To be honest, my life has not been the best picture of what love should look like. I am envious of the people who find it so early in their lives. Like my parents. They met in high school and celebrated 40 years of marriage in February. I feel like they are some of the lucky few who got it right the first time around. But the rest of us stuck here watching the years tick by with nothing to show for it but heartbreak after heartbreak? We’re a bit jaded and jealous. We find ourselves asking, “What’s so wrong with me?” At least I have asked myself that for years. Why is this something so easy for others and impossible for me?

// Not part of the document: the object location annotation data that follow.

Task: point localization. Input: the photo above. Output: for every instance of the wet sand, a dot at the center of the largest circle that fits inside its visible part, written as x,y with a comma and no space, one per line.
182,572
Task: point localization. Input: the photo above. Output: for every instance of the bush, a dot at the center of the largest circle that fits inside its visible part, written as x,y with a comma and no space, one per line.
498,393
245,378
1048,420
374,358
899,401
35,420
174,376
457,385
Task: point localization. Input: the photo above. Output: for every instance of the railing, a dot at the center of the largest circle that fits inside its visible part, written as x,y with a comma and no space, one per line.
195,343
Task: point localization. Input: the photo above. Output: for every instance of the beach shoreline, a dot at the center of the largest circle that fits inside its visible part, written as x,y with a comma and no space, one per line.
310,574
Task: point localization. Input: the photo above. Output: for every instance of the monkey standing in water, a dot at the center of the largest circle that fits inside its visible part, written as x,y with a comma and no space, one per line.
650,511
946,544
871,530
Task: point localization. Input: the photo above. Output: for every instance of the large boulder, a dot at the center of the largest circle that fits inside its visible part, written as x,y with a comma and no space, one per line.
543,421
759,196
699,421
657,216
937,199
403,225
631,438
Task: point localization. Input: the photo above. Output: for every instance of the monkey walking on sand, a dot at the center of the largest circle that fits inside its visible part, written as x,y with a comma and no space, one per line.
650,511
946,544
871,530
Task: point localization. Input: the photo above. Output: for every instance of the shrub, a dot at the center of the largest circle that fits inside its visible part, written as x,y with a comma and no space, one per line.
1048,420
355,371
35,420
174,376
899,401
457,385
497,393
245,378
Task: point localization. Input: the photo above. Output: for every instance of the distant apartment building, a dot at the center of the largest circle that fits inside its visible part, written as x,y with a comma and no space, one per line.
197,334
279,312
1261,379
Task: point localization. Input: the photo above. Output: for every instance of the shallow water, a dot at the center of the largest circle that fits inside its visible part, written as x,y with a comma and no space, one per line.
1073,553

After two years of marriage, my ex-husband and I divorced. We had seven years together, but the relationship needed to end. Divorce saved my life, and I don’t take that for granted. Navigating the world post-divorce has impacted my perceptions of love – and not for the better. It’s hard to start over from scratch, to rebuild a life when you thought you had that happily ever after that you always dreamed of. I blame Disney for putting these unrealistic expectations in our heads of what love should look like. Love only looks like that in fiction.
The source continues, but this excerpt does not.